Questa domanda era solo l’apripista per un confronto all’americana tra due simili della stesso sangue colpevoli entrambi di un ben noto capo d’accusa:l’indolenza
Con gli anni ho dovuto imparare che le cose si fanno e basta senza un motivo apparente senza un “ieri le ho chiuse io”,riducendo i rapporti ad un normale e molto meno originale rapporto tra adulti. La cosa fantastica erano i vari motivi che spingevano un fratello a credere che l’altro fosse più in dovere di lui di chiudere le serrande
1.L’intramontabile: “Vedi che io le ho chiuse ieri”
In diciotto anni di “coinquilinaggio” con mio fratello nessuno dei due si è mai preso la briga di mettere su carta un calendario effettivo delle chiusure di ognuno dei singoli contendenti.
Questo, negli anni universitari mi ha reso impossibile comprendere l’accendersi di forti dibattiti sullo stilare o meno un ordine delle pulizie di casa e comprendere tanti altre piccole idiosincrasie nei rapporti di coppia.
Panta rei o Panta ni
2.Duke’s of Hazzard stylin
Quando c’era complicità tra me e mio fratello, attendevamo in maniera ipocrita la buona notte da uno dei genitori e sfruttavamo lo slancio d’affetto per slanciarli verso le serrande.
3.Chiudere per dimenticare.
Va detto per onor di cronaca che il mio rendimento scolastico era decisamente molto inferiore a quello del fratello ingegnere,anzi il mio rendimento scolastico era inferiore e basta. Questo mi riduceva in una sorta di servilismo atto a far dimenticare le delusioni provenienti dai numeri spesso inferiori al 6, tra le varie mansioni che svolgevo in casa per far rialzare le mie quotazioni di membro della famiglia c’era anche quello di chiudere le serrande : Questa mia condizione a onor del vero non durava più di tre giorni ,forse una settimana proprio quando i voti erano troppo simili alle temperature invernali.
4.Visto che sei in piedi…
Questa era la condizione che doveva aprirci gli occhi sulla nostra straordinaria capacità di rendere un semplice gesto come un impresa eroica. Molto spesso uno di noi due si doveva alzare dal letto per andare al bagno per rendere il giusto merito alla propria prostata, ed era in quel attimo fatale che l’altro ancora ben saldo sul proprio letto pronunciava l’eterna frase:”Visto che sei in piedi, perché non chiudi le serrande…

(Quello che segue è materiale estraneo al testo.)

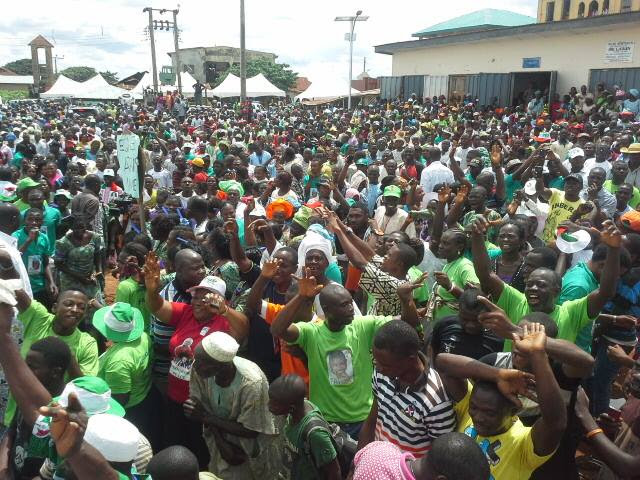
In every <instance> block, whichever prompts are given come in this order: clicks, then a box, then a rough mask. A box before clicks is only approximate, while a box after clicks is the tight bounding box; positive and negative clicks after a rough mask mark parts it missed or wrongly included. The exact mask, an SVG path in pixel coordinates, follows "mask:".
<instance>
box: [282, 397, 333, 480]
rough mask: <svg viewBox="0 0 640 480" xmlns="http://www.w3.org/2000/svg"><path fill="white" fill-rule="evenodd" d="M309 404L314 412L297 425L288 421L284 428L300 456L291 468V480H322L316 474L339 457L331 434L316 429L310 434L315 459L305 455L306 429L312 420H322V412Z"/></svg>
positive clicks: (328, 432) (287, 438)
mask: <svg viewBox="0 0 640 480" xmlns="http://www.w3.org/2000/svg"><path fill="white" fill-rule="evenodd" d="M307 403H308V404H309V405H311V406H312V407H313V410H312V411H310V412H309V413H307V414H306V415H305V416H304V417H303V418H302V420H300V422H298V424H297V425H291V424H290V423H289V421H287V424H286V425H285V427H284V433H285V435H286V437H287V440H289V442H291V444H292V445H293V446H294V447H296V450H297V451H298V455H297V457H296V458H295V459H294V460H293V464H292V466H291V480H307V479H309V480H311V479H318V480H320V477H318V476H317V474H316V472H317V470H318V469H320V468H322V467H324V466H325V465H327V464H328V463H330V462H332V461H333V460H334V459H335V458H336V457H337V455H338V454H337V453H336V450H335V448H334V446H333V442H332V441H331V436H330V435H329V432H327V431H326V430H324V429H322V428H317V429H314V430H312V431H311V433H309V442H308V444H309V451H310V453H311V455H312V456H313V459H311V458H309V457H308V456H307V455H305V454H304V452H305V441H306V438H304V436H303V433H304V430H305V427H306V425H307V424H308V423H309V421H310V420H311V419H312V418H318V417H320V418H322V414H321V413H320V410H318V409H317V407H316V406H315V405H312V404H311V402H307ZM312 462H313V463H312ZM314 465H315V467H314Z"/></svg>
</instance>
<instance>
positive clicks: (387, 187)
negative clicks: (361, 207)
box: [382, 185, 402, 198]
mask: <svg viewBox="0 0 640 480" xmlns="http://www.w3.org/2000/svg"><path fill="white" fill-rule="evenodd" d="M382 195H383V196H384V197H396V198H400V197H401V196H402V190H400V187H398V186H397V185H389V186H388V187H386V188H385V189H384V192H383V193H382Z"/></svg>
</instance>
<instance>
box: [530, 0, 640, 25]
mask: <svg viewBox="0 0 640 480" xmlns="http://www.w3.org/2000/svg"><path fill="white" fill-rule="evenodd" d="M638 10H640V0H586V1H581V0H540V1H539V2H538V22H557V21H559V20H573V19H574V18H584V17H595V16H597V15H610V14H614V13H628V12H637V11H638Z"/></svg>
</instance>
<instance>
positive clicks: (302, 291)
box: [293, 268, 324, 299]
mask: <svg viewBox="0 0 640 480" xmlns="http://www.w3.org/2000/svg"><path fill="white" fill-rule="evenodd" d="M293 278H295V279H296V280H297V281H298V295H300V296H301V297H305V298H309V299H310V298H315V296H316V295H318V294H319V293H320V291H321V290H322V289H323V288H324V285H318V282H317V281H316V277H314V276H312V275H309V269H308V268H306V269H304V273H303V276H302V277H296V276H295V275H293Z"/></svg>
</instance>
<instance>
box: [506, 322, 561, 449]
mask: <svg viewBox="0 0 640 480" xmlns="http://www.w3.org/2000/svg"><path fill="white" fill-rule="evenodd" d="M546 342H547V335H546V334H545V332H544V326H543V325H542V324H539V323H534V324H531V325H525V326H524V330H523V334H522V336H518V335H514V336H513V346H514V350H515V351H517V352H518V354H519V355H523V356H527V357H529V360H530V362H531V369H532V371H533V374H534V375H535V379H536V392H537V394H538V396H537V400H538V405H539V406H540V413H541V416H540V418H539V419H538V420H536V423H535V424H534V425H533V429H532V432H531V436H532V438H533V449H534V451H535V453H536V455H539V456H544V455H550V454H551V453H553V451H554V450H555V449H556V447H557V446H558V444H559V443H560V439H561V438H562V434H563V432H564V429H565V427H566V426H567V409H566V408H565V404H564V401H563V399H562V393H561V392H560V387H559V386H558V382H557V381H556V377H555V375H554V374H553V371H552V370H551V365H550V363H549V358H548V357H547V353H546V348H547V346H546Z"/></svg>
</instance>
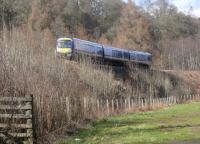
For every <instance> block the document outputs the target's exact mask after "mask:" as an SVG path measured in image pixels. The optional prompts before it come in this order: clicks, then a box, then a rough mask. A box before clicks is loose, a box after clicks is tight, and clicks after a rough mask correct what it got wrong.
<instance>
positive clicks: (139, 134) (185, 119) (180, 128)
mask: <svg viewBox="0 0 200 144" xmlns="http://www.w3.org/2000/svg"><path fill="white" fill-rule="evenodd" d="M199 133H200V103H192V104H184V105H177V106H174V107H172V108H165V109H163V110H158V111H151V112H144V113H139V114H130V115H126V114H124V115H121V116H115V117H110V118H106V119H104V120H101V121H99V122H96V123H94V124H93V125H91V126H89V128H88V129H83V130H79V131H78V132H77V133H76V134H75V135H74V136H73V137H71V138H70V139H69V140H68V141H67V140H61V141H60V142H58V144H68V143H69V144H79V143H80V144H105V143H106V144H144V143H148V144H159V143H160V144H165V143H166V144H168V143H169V144H180V143H181V144H182V143H186V144H187V143H188V144H189V143H190V144H191V143H193V144H196V143H199V142H200V135H199Z"/></svg>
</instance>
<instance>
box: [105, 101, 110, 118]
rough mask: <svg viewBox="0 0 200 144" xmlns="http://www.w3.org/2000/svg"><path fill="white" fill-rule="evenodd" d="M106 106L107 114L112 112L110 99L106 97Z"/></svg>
mask: <svg viewBox="0 0 200 144" xmlns="http://www.w3.org/2000/svg"><path fill="white" fill-rule="evenodd" d="M106 108H107V114H108V115H109V114H110V110H109V101H108V99H106Z"/></svg>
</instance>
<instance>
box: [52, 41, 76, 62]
mask: <svg viewBox="0 0 200 144" xmlns="http://www.w3.org/2000/svg"><path fill="white" fill-rule="evenodd" d="M72 48H73V39H72V38H59V39H58V40H57V47H56V56H57V57H62V58H67V59H71V57H72Z"/></svg>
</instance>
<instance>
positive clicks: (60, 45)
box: [56, 37, 152, 67]
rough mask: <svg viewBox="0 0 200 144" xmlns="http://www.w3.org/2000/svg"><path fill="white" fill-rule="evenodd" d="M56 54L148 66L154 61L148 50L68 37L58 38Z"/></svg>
mask: <svg viewBox="0 0 200 144" xmlns="http://www.w3.org/2000/svg"><path fill="white" fill-rule="evenodd" d="M56 54H57V55H64V56H65V57H67V58H70V59H71V58H72V57H76V56H78V55H82V54H83V55H86V56H89V57H92V58H93V57H95V58H100V59H101V60H102V61H112V62H122V63H124V62H132V63H137V64H141V65H147V66H148V67H149V66H150V65H151V63H152V54H150V53H147V52H141V51H130V50H125V49H121V48H115V47H112V46H106V45H101V44H98V43H94V42H90V41H86V40H81V39H77V38H68V37H65V38H60V39H58V40H57V48H56Z"/></svg>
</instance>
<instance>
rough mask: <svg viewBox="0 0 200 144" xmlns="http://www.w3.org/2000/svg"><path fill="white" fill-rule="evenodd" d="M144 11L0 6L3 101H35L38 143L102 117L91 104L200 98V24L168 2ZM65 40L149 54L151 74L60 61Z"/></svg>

E non vi sto a narrare le truculente storie di offese personali, botte da orbi,e cose al limite del comprensibile che sono scorse tra quei due letti per questo futile motivo.
Ma ad esser sincero ora che questo è diventato realmente un futile motivo mi ritrovo a chiudere le serrande senza più pensare a niente ,facendolo e basta rendendo seriamente quel gesto, solo un semplice gesto. Diventerei pure malinconico ma ho scoperto che poi c’è gente al mondo a cui mancherà pure Emilio Fede e il Digitale terrestre ,quindi chiudo gli occhi e lascio le serrande aperte come quando ci credevamo troppo orgogliosi e splendidamente stupidi.